We can use `lower_resolution()`

to produce a low resolution version of some input matrix:

```
plot(
heatmap(Matrix(Msp), title = "Full resolution"),
heatmap(Matrix(lower_resolution(Msp,1:31,1:18,2,2)), title = "2×2"),
heatmap(Matrix(lower_resolution(Msp,1:31,1:18,3,3)), title = "3×3"),
heatmap(Matrix(lower_resolution(Msp,1:31,1:18,6,4)), title = "6×4")
)
```

Solving the lower resolution problems first is going to be much easier, and should bring us much closer to a decent solution. In the next days the project is to clean up the mesh refinement optimization.

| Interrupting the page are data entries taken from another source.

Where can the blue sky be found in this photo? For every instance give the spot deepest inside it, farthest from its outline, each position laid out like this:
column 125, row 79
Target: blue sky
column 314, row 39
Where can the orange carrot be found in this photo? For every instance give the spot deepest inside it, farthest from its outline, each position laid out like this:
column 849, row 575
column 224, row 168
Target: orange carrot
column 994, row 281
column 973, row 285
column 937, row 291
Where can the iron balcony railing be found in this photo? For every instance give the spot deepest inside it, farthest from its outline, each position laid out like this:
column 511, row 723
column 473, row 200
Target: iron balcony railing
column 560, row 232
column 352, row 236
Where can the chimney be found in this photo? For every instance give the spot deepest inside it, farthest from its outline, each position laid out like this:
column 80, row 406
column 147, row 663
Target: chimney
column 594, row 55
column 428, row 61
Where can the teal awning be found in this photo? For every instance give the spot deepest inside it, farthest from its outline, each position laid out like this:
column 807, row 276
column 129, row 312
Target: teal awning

Things that require some focus are:
1. keeping track of the indexes across the resolution levels: when we swap at
one level, we need to swap also at the finer levels accordingly.
2. the `normalize_score()`

function was meant for binary (0,1) matrices. Now,
we need to extend it to work on lower resolution matrices which entries are the
sum of the higher resolution ones. Thus, they are no more binary.